The commission relented, granting Trump site approval in February 1994, then granted him a gaming license a month later.
"We're going to do a really spectacular job. I believe that in two years or less you'll all be looking at this site and you'll all be very happy you gave approval," he told the Commission.
Less than a year later, he'd lost interest and not a single spade of dirt was turned at the site. Ten years later, Katrina finished off the Oceanarium.
But The Donald wasn't finished with the Coast.
In 2005, a South Florida family that had a deal with Trump to use his name on its projects bid unsuccessfully on property once occupied by The President Casino in Biloxi. W.C. "Cotton" Fore and Roy Anderson III bid $82 million and won a piece of waterfront property scrubbed clean by Katrina. There hasn't been another casino there to this day.

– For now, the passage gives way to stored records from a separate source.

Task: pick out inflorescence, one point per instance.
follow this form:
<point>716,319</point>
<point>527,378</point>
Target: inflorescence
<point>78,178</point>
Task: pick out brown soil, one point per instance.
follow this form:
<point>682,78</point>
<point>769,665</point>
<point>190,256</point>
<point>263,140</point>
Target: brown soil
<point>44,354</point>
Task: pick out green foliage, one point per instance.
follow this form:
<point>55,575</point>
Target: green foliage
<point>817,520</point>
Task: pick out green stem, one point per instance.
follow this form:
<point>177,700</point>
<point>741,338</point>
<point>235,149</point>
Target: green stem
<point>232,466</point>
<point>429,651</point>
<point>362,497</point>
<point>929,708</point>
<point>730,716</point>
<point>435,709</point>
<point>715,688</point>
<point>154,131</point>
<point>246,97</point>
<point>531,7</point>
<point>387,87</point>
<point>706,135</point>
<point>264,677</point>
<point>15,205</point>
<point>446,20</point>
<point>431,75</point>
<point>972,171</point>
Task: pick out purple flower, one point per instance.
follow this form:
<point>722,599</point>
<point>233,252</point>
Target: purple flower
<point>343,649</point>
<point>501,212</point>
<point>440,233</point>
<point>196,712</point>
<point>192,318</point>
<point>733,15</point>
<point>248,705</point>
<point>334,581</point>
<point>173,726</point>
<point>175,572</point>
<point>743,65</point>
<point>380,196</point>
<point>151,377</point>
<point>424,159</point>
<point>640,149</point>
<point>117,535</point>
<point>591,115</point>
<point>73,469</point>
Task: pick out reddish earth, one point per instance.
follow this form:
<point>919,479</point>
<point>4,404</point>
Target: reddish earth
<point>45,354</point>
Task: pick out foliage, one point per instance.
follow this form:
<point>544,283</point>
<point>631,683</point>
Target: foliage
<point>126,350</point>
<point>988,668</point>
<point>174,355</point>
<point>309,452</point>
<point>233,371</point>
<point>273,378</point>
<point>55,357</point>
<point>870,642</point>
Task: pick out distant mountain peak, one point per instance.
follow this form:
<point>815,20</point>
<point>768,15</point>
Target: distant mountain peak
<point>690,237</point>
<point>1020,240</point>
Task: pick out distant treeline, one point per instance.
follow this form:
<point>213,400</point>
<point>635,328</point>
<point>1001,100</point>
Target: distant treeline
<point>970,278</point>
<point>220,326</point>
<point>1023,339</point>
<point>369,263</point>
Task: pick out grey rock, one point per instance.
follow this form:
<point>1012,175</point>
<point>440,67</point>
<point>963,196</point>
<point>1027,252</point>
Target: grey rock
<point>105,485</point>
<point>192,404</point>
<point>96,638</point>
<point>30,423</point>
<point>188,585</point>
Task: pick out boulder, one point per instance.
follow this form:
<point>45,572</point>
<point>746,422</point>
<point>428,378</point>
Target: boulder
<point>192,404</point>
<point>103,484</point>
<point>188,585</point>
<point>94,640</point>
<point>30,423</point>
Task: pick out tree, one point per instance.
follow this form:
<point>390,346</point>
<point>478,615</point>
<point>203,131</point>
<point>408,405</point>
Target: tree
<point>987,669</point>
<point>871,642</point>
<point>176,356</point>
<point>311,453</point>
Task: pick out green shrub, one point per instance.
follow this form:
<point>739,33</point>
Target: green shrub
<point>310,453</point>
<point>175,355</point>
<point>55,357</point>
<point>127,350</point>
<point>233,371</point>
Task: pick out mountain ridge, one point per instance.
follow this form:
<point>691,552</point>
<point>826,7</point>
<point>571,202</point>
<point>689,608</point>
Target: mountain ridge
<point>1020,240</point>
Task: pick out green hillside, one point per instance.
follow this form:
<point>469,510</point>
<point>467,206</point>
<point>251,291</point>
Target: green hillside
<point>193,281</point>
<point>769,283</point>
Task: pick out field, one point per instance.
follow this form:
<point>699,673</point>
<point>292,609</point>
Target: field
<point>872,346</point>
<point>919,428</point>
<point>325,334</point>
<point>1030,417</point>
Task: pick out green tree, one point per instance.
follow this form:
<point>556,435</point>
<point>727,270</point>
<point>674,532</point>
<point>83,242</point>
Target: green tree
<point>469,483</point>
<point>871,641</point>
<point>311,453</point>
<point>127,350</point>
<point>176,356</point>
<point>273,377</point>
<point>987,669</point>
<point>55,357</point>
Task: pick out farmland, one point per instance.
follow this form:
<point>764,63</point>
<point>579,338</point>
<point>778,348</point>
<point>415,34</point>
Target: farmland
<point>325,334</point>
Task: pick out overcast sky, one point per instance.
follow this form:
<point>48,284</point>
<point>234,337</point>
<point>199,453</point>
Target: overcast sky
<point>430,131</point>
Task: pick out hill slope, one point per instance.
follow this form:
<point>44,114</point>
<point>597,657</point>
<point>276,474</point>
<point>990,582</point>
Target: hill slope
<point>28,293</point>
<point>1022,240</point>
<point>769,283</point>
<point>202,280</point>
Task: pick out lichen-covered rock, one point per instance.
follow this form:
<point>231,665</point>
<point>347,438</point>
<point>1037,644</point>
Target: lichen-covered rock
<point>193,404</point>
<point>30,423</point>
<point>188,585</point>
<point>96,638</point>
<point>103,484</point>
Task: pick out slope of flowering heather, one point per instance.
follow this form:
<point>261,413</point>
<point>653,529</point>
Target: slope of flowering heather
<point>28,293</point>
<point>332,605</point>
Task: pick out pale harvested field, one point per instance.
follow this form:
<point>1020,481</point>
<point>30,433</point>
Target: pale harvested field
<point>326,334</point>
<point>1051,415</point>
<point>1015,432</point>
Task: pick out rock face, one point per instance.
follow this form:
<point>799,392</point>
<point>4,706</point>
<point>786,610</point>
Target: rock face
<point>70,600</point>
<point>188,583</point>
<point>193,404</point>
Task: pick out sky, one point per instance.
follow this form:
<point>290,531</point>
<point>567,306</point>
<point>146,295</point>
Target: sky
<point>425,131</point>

A year later, Trump turned up in Diamondhead, where he signed a letter of agreement with Diamondhead Casino Corp. to build a casino on 40 acres on the Bay of St. Louis near Interstate 10 in Hancock County.

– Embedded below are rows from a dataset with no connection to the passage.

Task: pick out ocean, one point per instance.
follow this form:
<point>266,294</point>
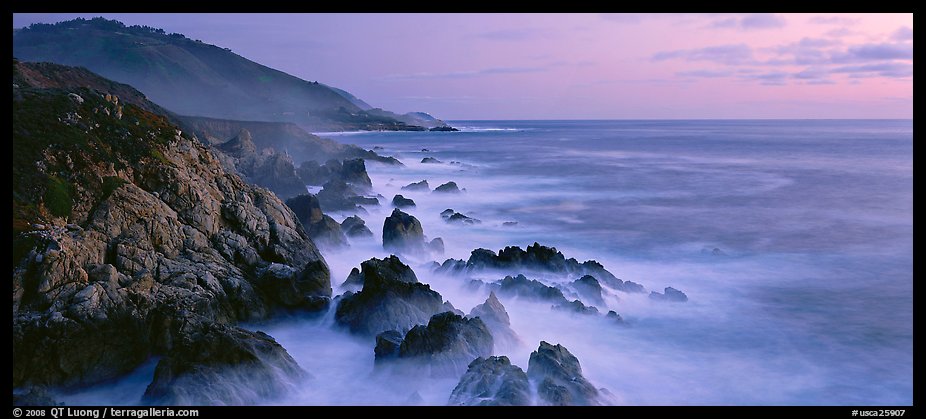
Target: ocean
<point>793,240</point>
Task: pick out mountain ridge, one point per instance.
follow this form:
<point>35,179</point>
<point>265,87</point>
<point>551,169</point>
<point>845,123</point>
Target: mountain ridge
<point>190,77</point>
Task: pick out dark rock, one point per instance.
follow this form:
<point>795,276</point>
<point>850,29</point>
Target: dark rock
<point>613,316</point>
<point>632,287</point>
<point>220,365</point>
<point>492,381</point>
<point>389,300</point>
<point>390,268</point>
<point>354,171</point>
<point>530,289</point>
<point>494,315</point>
<point>514,260</point>
<point>671,294</point>
<point>354,226</point>
<point>363,200</point>
<point>462,219</point>
<point>417,186</point>
<point>169,236</point>
<point>320,227</point>
<point>387,345</point>
<point>576,306</point>
<point>34,396</point>
<point>589,288</point>
<point>327,232</point>
<point>400,201</point>
<point>447,344</point>
<point>449,187</point>
<point>337,195</point>
<point>351,171</point>
<point>402,233</point>
<point>559,377</point>
<point>436,246</point>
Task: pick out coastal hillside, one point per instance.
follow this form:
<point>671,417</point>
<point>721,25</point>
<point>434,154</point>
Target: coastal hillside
<point>190,77</point>
<point>131,240</point>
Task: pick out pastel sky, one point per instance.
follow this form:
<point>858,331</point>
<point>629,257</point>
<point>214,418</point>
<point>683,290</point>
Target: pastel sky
<point>579,66</point>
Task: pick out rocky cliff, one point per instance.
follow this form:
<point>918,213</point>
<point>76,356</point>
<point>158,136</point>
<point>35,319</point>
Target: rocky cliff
<point>131,240</point>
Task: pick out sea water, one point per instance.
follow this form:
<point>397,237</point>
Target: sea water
<point>792,239</point>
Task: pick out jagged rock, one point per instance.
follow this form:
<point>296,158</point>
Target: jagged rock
<point>169,237</point>
<point>400,201</point>
<point>456,217</point>
<point>559,377</point>
<point>337,195</point>
<point>351,171</point>
<point>391,299</point>
<point>588,288</point>
<point>492,381</point>
<point>530,289</point>
<point>320,227</point>
<point>34,396</point>
<point>614,317</point>
<point>447,344</point>
<point>417,186</point>
<point>354,226</point>
<point>402,233</point>
<point>449,187</point>
<point>670,294</point>
<point>387,345</point>
<point>436,246</point>
<point>576,306</point>
<point>390,268</point>
<point>222,365</point>
<point>494,315</point>
<point>536,257</point>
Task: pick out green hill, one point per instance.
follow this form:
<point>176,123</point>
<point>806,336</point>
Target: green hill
<point>193,78</point>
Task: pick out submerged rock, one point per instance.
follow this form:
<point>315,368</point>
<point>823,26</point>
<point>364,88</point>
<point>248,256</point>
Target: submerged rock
<point>391,299</point>
<point>494,315</point>
<point>390,268</point>
<point>576,306</point>
<point>492,381</point>
<point>354,226</point>
<point>402,233</point>
<point>320,226</point>
<point>456,217</point>
<point>447,344</point>
<point>220,365</point>
<point>559,377</point>
<point>449,187</point>
<point>400,201</point>
<point>588,288</point>
<point>521,287</point>
<point>417,186</point>
<point>670,294</point>
<point>387,345</point>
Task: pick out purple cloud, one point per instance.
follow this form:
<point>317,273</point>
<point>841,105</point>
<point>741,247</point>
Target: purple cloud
<point>833,20</point>
<point>723,54</point>
<point>904,33</point>
<point>891,69</point>
<point>751,22</point>
<point>882,52</point>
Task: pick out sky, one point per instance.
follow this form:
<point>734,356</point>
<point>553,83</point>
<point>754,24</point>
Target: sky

He was uncharacteristically quiet this time, letting the local company do the talking.
"The outside world does not view Mississippi as a land-based casino market," said Deborah A. Vitale, the chief executive officer of Diamondhead Casino Corp. "It just thinks of boats and barges.
"This changes everything. It's a dramatic change in the way your state will be viewed. You have fantastic golf. You have golf courses all over the place. You have the weather, the water and golf. You have it all."
A year after that, Trump pulled out again.